Sébastien regarda le fermier, et, voyant qu'il paraissait parler du fond du coeur, il s'adoucit.
- Eh bien ! dit-il, à Lillebonne, il a eu le temps d'écrire au crayon ces mots sur un livre :

« Sébastien, on m'arrête et l'on me conduit à la Bastille.
« Patience. Espère, et travaille.
« Lillebonne, 7 juillet I789.

« P.-S. On m'a arrêté pour la liberté.
« J'ai un fils au collège Louis-le-Grand, à Paris.
« Celui qui trouvera ce livre est prié, au nom de
« l'humanité, de faire passer ce livre à mon fils ; il
« se nomme Sébastien Gilbert. »

- Et ce livre ? demanda Billot, haletant d'émotion.
- Ce livre, il y mit une pièce d'or, le lia avec un cordon et le jeta par la fenêtre.
- Et ?
- Et le curé de la ville le trouva. Il choisit parmi les paroissiens un vigoureux jeune homme à qui il
dit : « Laisse douze francs à ta famille, qui n'a pas de pain, et, avec les douze autres, va porter ce livre à Paris, à un pauvre enfant dont on vient de prendre le père, parce qu'il aime trop le peuple. » Le jeune homme est arrivé hier à midi ; il m'a remis le livre de mon père ; voilà comment je sais que mon père a été arrêté.
- Allons ! allons ! dit Billot, voilà qui me raccommode un peu avec les curés. Malheureusement,
ils ne sont pas tous comme celui-là. Et ce brave jeune homme, où est-il ?
- Il est reparti hier soir ; il espère rapporter cinq livres à sa famille sur les douze livres qu'il
a emportées.
- Beau ! beau ! fit Billot en pleurant de joie. Oh ! peuple ! il a du bon, va Gilbert.

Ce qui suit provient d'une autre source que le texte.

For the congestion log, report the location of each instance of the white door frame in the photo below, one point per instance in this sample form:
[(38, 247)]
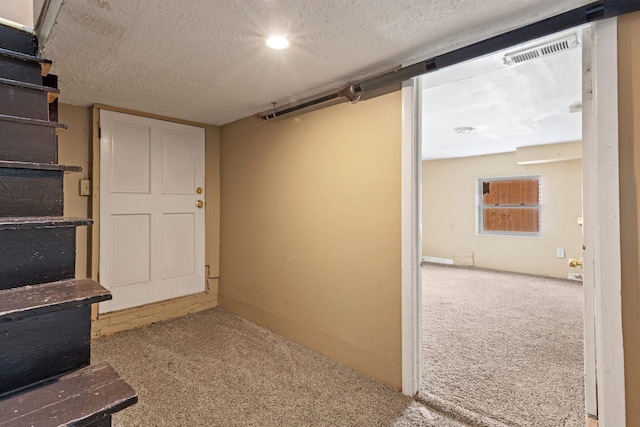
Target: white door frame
[(601, 227)]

- Maintenant, voilà que vous savez tout.
- Oui.
- Vous m'avez promis, si je parlais, de me rendre mon père. J'ai parlé, songez à votre promesse.
- Je t'ai dit que je le sauverais, ou que je me ferais tuer. Maintenant, montre-moi le livre, dit Billot.

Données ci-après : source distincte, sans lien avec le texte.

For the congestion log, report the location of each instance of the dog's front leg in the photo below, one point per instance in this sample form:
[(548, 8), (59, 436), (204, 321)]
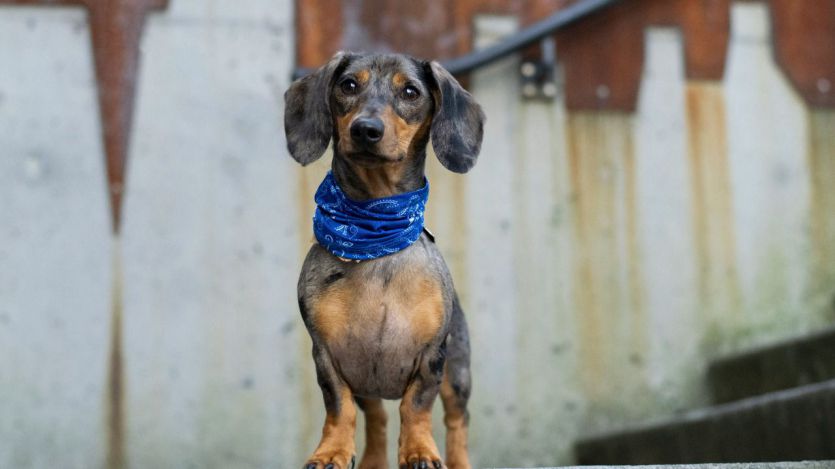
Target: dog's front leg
[(336, 449), (417, 448)]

- Le voici, dit l'enfant, en tirant de sa poche un volume du Contrat social.
- Et où est l'écriture de ton père ?
- Tenez, dit l'enfant, en lui montrant l'écriture du docteur.

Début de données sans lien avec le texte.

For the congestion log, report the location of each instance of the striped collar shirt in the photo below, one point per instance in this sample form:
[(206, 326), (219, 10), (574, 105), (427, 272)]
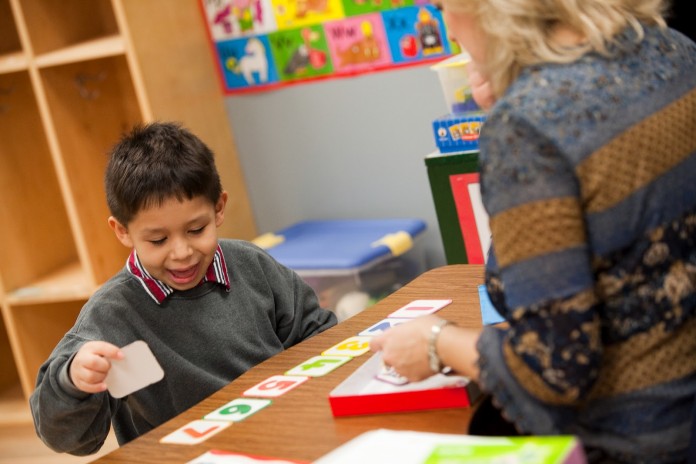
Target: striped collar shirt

Le fermier baisa les caractères.
- A présent, dit-il, sois calme. Je vais aller chercher ton père à la Bastille.
- Malheureux ! dit le principal en prenant les mains de Billot, comment arriverez-vous à un prisonnier d'Etat ?
- En prenant la Bastille, mille dieux !
Quelques gardes-françaises se mirent à rire. Au bout d'un instant, la risée était devenue générale.
- Mais, cria Billot, en promenant autour de lui un regard étincelant de colère, qu'est-ce que c'est donc que la Bastille, s'il vous plaît ?
- Des pierres, dit un soldat.
- Du fer, dit un autre.
- Et du feu, dit un troisième. Prenez garde, mon brave homme, on s'y brûle.
- Oui ! oui ! l'on s'y brûle, répéta la foule avec terreur.
- Ah ! Parisiens, hurla le fermier ; ah ! vous avez des pioches et vous craignez les pierres ; ah ! vous avez du plomb et vous craignez le fer ; ah ! vous avez de la poudre et vous craignez le feu. Parisiens poltrons ; Parisiens lâches ; Parisiens machines à esclavage ! Mille démons ! Quel est l'homme de coeur qui veut venir avec moi et Pitou prendre la Bastille du roi. Je m'appelle Billot, fermier dans l'Ile-de-France. En avant !
Billot venait de s'élever au sublime de l'audace.
La foule frémissante et enflammée s'agitait autour de lui en criant :
- A la Bastille ! à la Bastille !
Sébastien voulut se cramponner à Billot, mais celui-ci le repoussa doucement.
- Enfant, demanda-t-il, quel est le dernier mot de ton père ?
- Travaille ! répondit Sébastien.
- Donc, travaille ici ; nous, nous allons travailler là-bas. Seulement, notre travail à nous s'appelle détruire et tuer.
Le jeune homme ne répondit pas un mot ; il cacha son visage dans ses mains, sans même serrer les doigts d'Ange Pitou qui l'embrassait, et tomba dans des convulsions si violentes, qu'on fut forcé de l'emporter à l'infirmerie du collège.
- A la Bastille ! cria Billot.
- A la Bastille ! cria Pitou.
- A la Bastille ! répéta la foule.
Et l'on s'achemina vers la Bastille.